The body’s default fuel source is glucose, which exogenously (externally) comes in the form of sugar and carbohydrates and is stored endogenously (internally) as glycogen. The liver can deposit 100-150 grams of glycogen and muscles about 300-500 grams. They’re used for back-up. Liver glycogen stores will be depleted already within the first 18 to 24 hours of not eating – almost overnight. This decreases blood sugar and insulin levels significantly, as there are no exogenous nutrients to be found.

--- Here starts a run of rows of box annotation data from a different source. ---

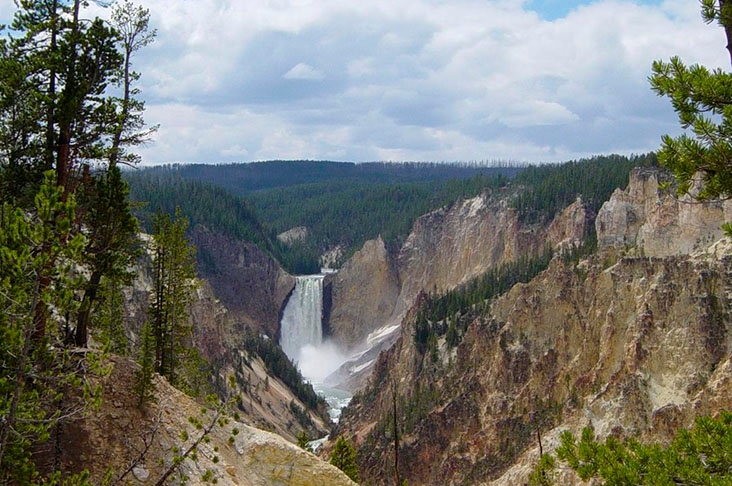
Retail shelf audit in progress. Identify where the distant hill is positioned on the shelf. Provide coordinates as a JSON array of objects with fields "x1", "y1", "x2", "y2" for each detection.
[{"x1": 127, "y1": 158, "x2": 656, "y2": 274}]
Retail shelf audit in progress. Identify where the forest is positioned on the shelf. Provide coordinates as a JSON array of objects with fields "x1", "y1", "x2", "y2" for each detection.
[{"x1": 125, "y1": 153, "x2": 657, "y2": 274}]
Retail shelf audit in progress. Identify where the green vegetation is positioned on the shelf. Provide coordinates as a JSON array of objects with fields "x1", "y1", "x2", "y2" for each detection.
[
  {"x1": 242, "y1": 329, "x2": 326, "y2": 409},
  {"x1": 330, "y1": 436, "x2": 358, "y2": 482},
  {"x1": 414, "y1": 248, "x2": 552, "y2": 354},
  {"x1": 0, "y1": 0, "x2": 154, "y2": 478},
  {"x1": 513, "y1": 153, "x2": 657, "y2": 223},
  {"x1": 126, "y1": 161, "x2": 519, "y2": 274},
  {"x1": 127, "y1": 154, "x2": 656, "y2": 274},
  {"x1": 531, "y1": 411, "x2": 732, "y2": 486},
  {"x1": 650, "y1": 0, "x2": 732, "y2": 203}
]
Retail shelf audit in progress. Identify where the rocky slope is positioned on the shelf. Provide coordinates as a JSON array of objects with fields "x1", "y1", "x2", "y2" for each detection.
[
  {"x1": 125, "y1": 235, "x2": 331, "y2": 442},
  {"x1": 328, "y1": 190, "x2": 593, "y2": 389},
  {"x1": 339, "y1": 167, "x2": 732, "y2": 485},
  {"x1": 47, "y1": 356, "x2": 353, "y2": 486},
  {"x1": 190, "y1": 225, "x2": 295, "y2": 338}
]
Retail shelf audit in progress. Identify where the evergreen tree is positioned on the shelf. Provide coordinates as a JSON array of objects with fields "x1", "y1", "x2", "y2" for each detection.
[
  {"x1": 650, "y1": 0, "x2": 732, "y2": 203},
  {"x1": 532, "y1": 411, "x2": 732, "y2": 486},
  {"x1": 150, "y1": 210, "x2": 196, "y2": 385},
  {"x1": 0, "y1": 171, "x2": 84, "y2": 484},
  {"x1": 330, "y1": 436, "x2": 358, "y2": 482}
]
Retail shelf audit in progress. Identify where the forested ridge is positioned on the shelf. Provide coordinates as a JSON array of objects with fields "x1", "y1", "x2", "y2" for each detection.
[{"x1": 126, "y1": 153, "x2": 656, "y2": 274}]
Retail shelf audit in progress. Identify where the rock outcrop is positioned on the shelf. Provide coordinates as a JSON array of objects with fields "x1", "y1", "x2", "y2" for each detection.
[
  {"x1": 125, "y1": 236, "x2": 331, "y2": 442},
  {"x1": 190, "y1": 226, "x2": 295, "y2": 338},
  {"x1": 596, "y1": 168, "x2": 732, "y2": 257},
  {"x1": 329, "y1": 194, "x2": 592, "y2": 389},
  {"x1": 51, "y1": 357, "x2": 354, "y2": 486},
  {"x1": 325, "y1": 238, "x2": 399, "y2": 348}
]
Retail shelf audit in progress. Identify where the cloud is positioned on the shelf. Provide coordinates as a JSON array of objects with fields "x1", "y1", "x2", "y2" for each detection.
[
  {"x1": 55, "y1": 0, "x2": 729, "y2": 163},
  {"x1": 283, "y1": 62, "x2": 324, "y2": 81}
]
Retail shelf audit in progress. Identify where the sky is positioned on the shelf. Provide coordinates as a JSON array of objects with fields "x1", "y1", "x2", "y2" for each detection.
[{"x1": 0, "y1": 0, "x2": 730, "y2": 165}]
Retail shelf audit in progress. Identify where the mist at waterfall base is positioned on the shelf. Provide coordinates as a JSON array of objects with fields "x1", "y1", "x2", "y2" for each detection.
[{"x1": 280, "y1": 275, "x2": 351, "y2": 420}]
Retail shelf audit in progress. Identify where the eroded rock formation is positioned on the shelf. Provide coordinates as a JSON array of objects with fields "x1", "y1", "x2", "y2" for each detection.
[
  {"x1": 339, "y1": 166, "x2": 732, "y2": 485},
  {"x1": 52, "y1": 357, "x2": 354, "y2": 486}
]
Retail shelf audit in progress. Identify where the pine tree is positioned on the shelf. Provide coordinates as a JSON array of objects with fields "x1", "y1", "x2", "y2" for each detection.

Glucagon gets released when the concentration of glucose in the bloodstream gets too low. The liver then starts to convert stored glycogen into glucose.
Fasting and Ketosis
As fasting continues, the liver starts to produce ketone bodies which are derived from our own fat cells. Lipolysis (breakdown of stored triglycerides in the adipose tissue) and ketogenesis increase significantly due to fatty acid mobilization and oxidation. Ketosis can occur after 2-3 days of fasting. Triglycerides (molecules of stored body fat) are broken down into glycerol, which is used for gluconeogenesis (creation of new glucose) and three fatty acid chains. Fatty acids can be used for energy by most of the tissue in the body, but not the brain. They need to be converted into ketone bodies first.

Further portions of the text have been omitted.